Insomma sinistra e destra non sono morte, né sono la stessa cosa. Sono i politici di turno a rafforzare o svigorire l’identità del partito che guidano a seconda del sistema elettorale e dalla loro necessità di rafforzare la propria base o conquistare un elettorato più ampio.
Un esempio è il partito laburista inglese. Con la vittoria di Tony Blair nel 1997 si disse che la sinistra era morta e ora lo stesso partito è guidato dal Jeremy Corbyn che ha perso le elezioni ma ha rafforzato la sua base giocando la campagna elettorale sui temi tipici della sinistra.

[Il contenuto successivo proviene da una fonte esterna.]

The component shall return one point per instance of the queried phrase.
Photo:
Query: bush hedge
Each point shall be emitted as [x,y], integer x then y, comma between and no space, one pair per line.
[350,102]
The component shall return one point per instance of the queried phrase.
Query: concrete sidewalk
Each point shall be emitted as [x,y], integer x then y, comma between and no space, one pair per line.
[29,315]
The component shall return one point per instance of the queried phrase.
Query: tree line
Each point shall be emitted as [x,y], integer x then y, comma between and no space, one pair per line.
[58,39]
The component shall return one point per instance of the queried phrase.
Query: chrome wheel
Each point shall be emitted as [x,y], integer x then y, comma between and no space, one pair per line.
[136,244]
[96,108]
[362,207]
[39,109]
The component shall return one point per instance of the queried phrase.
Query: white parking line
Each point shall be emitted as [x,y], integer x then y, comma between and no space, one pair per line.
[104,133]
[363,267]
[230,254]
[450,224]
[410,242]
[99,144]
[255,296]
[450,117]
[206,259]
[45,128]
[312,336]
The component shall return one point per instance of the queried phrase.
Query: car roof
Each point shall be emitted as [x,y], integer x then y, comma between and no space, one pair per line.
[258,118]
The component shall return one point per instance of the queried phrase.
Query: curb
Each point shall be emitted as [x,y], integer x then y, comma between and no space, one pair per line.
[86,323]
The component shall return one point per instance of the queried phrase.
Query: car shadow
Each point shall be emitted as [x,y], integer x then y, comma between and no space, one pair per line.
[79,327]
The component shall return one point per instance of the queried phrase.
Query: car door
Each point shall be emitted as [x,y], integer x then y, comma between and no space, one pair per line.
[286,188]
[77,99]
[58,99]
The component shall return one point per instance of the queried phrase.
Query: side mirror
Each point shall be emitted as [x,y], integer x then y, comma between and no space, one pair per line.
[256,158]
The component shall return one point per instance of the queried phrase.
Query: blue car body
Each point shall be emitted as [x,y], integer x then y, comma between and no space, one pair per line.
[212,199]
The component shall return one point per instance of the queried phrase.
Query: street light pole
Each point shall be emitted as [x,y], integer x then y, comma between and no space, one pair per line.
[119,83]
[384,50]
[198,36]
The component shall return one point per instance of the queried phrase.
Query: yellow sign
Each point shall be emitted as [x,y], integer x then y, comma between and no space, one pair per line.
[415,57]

Stesso discorso per un altro esponente della “terza via” post socialista, il pragmatico Gerhard Schröder. La sua riforma economica che guardava alla felssibilità nel mercato del lavoro, spaccò la Spd nel 2003 e dalla scissione nacque il partito di estrema sinistra Die Linke. Quelle riforme furono portate avanti da Merkel e ora sono rinnegate proprio da Schulz, desideroso di smarcarsi dall’alleata di Governo, senza successo.